The young man drank again. The beer mounted to his brain, I suppose, because he laughed and straightened himself.
“Why, I am a man again. An appointment? No, Doctor, hang me if all the beer in your cellar will make me remember any appointment! Where is Sir Miles? He might tell me something about it. Curse all punch, I say. Yet, if the lady be downstairs, as you say, I suppose I must have made some sort of appointment. Let me see her, at any rate. It will be easy to—to——” here he reeled, and caught hold of the Doctor’s hand.
What a crime! What a terrible wicked thing was this which we did—my uncle and I! I heard the steps on the stairs; I might have run away; the door was before me; but I was afraid. Yes, I was afraid. My uncle had made me fear him more than I feared the laws of my God; or, since that is hardly true, he made me fear him so much that I forgot the laws of my God, I did not run away, but I waited with a dreadful fluttering of my heart.
I held my hood, drawn over my head, with my left hand, so that only my eyes were visible, and so I kept it all the time.
I saw in the door the most splendid young man I had ever seen; he was richly dressed, though his coat and ruffles showed some disorder, in crimson coat and sash, with flowered silk waistcoat, and sword whose hilt gleamed with jewels. His cheek was flushed and his eyes had a fixed and glassy look; the Doctor led him, or rather half supported him. Was this young man to be my husband?
Roger must have been watching outside, for now he came in and locked the door behind him. Then he drew out his greasy Prayer-book, standing by his lordship, ready to support him if necessary.
“So,” he said, “this is the sweetest girl in all England—hang me if I remember! Look up, my girl: let me see thy face. How can I tell unless I see thy face?”
“Silence!” said the Doctor in a voice of command.
I know not what strange power he possessed, but at the sound of his voice the young man became suddenly silent and looked about the room, as if wondering. For myself, I knew that I was to be married to him; but why? what did it mean?
The Doctor had begun the service. My bridegroom seemed to understand nothing, looking stupidly before him.
Roger read the responses.
The Doctor did not hurry; he read the exhortation, the prayers, the Psalms, through slowly and with reverence; other Fleet parsons scrambled through the service; the Doctor alone knew what was due to the Church; he read the service as a clergyman who respects the service ought to read.
“Wilt thou have this woman to thy wedded wife?”
The man Roger gave the dazed bridegroom a jog in the ribs.
“Say ‘I will,’” he whispered loudly.
“I will,” said the young man.
“Wilt thou,” the Doctor turned to me, “have this man to thy wedded husband?”
Roger nodded to me. “Say ‘I will,’” he admonished me.
I obeyed; yet I knew not what I said, so frightened was I.
“Who giveth,” the Doctor went on, “this woman to be married to this man?”
The dirty, battered rogue, the clerk, took my hand and laid it in that of the Doctor. I was given away by the villain Roger. Then the service went on.

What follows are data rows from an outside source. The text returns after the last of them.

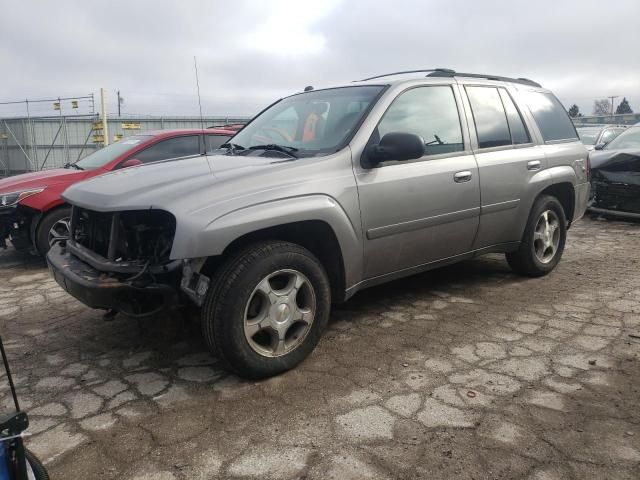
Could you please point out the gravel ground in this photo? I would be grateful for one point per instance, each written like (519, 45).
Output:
(466, 372)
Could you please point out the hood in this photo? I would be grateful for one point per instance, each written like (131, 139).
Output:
(616, 160)
(40, 179)
(161, 185)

“With this ring”—the man’s hand was holding mine, and it was dry and hot; his face was red and his eyes were staring—“with this ring I thee wed; with my body I thee worship; with all my worldly goods I thee endow.”
Consider—pray consider—that when I took part in this great wickedness, I was but a young girl, not yet seventeen years old; that the thing came upon me so suddenly that I had not the sense to remember what it meant; that my uncle was a man of whom any girl would have been afraid. Yet I knew that I ought to have fled.